Data Analysis with R
Overview
The purpose of this course is to provide a practical introduction to the programming language R for researchers in any field. We are convinced that R is a powerful tool that can ultimately make your life easier by enabling efficient solutions to your data analytical problems. Also, R is completely free. Who doesn’t like that?
This course aims to facilitate the participant’s first steps in R and equip them with the tools and understanding to expand their technical know-how according to the needs of their specific research. It is neither a computer science nor a methodological course, but aimed at the practical needs of empirically working researchers.
You might think of R as an overly complicated status symbol for ambitious quantitative researchers. This is not quite true anymore as R has become much more user-friendly over the last years. Think of R is your friend and helper if you are interested in doing: insightful graphs, regression analysis, QCA, quantitative text analysis, web-scraping, data visualization, systematic hand-coding of documents, formal modelling, etc.

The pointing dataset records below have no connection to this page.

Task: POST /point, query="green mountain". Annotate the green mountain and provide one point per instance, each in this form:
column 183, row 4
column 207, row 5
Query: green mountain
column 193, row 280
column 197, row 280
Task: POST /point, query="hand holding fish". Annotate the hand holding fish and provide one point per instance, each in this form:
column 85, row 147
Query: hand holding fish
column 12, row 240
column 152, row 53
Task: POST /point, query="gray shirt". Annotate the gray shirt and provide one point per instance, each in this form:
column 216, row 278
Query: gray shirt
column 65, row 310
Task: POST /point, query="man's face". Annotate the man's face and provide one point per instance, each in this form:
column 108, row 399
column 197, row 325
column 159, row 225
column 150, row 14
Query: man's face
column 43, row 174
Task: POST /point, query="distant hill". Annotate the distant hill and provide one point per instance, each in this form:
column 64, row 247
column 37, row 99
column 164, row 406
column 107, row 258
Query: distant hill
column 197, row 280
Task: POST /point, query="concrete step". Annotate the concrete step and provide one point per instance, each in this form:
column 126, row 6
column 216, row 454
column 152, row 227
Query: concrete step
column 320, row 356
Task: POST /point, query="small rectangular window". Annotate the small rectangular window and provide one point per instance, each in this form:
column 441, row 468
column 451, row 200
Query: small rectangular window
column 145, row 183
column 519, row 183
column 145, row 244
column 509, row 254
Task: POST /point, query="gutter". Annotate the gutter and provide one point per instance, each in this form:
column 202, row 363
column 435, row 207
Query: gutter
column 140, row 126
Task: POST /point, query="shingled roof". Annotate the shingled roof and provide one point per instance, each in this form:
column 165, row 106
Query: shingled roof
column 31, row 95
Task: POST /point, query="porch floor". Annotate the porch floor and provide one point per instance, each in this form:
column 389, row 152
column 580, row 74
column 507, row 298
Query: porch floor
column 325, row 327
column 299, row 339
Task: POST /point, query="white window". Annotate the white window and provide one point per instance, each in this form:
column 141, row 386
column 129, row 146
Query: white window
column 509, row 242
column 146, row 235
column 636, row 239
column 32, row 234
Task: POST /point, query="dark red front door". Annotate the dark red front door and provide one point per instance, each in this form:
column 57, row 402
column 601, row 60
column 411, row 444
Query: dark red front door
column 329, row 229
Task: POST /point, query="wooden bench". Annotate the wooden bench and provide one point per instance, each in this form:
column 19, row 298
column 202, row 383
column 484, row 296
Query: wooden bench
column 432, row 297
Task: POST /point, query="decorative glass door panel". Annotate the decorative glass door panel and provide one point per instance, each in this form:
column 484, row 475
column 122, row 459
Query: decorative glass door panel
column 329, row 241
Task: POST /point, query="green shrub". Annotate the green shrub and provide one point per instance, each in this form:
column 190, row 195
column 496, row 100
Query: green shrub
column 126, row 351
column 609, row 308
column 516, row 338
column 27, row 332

While this course is most likely to attract people with solid statistical training who usually use Stata or SPSS, it can easily be attended by a broader audience. All you really need to know is [I] the structure of a typical dataset in the social sciences (rows are observations, columns are variables) and [II] the logic of dependent and independent variables.
You will learn how to use R to handle your data, describe it, analyse it (regressions), and transform it into beautiful graphs. At the end, you will have an idea of what R can do, and the resources to teach yourself more where needed.
Learning outcomes
By the end of the course students you shall be confident and equipped with all the knowledge required to perform analytical activities in R. Specifically,
- Understand the fundamental syntax of R through readings, practice exercises, demonstrations, and writing R code.
- Apply critical programming language concepts such as data types, iteration, control structures, functions, and boolean operators by writing R programs and through examples
- Import a variety of data formats into R using RStudio
- Prepare or tidy datas for in preparation for analysis
- Query data using SQL and R
- Analyze a data set in R and present findings using the appropriate R packages
- Visualize data attributes using ggplot2 and other R packages.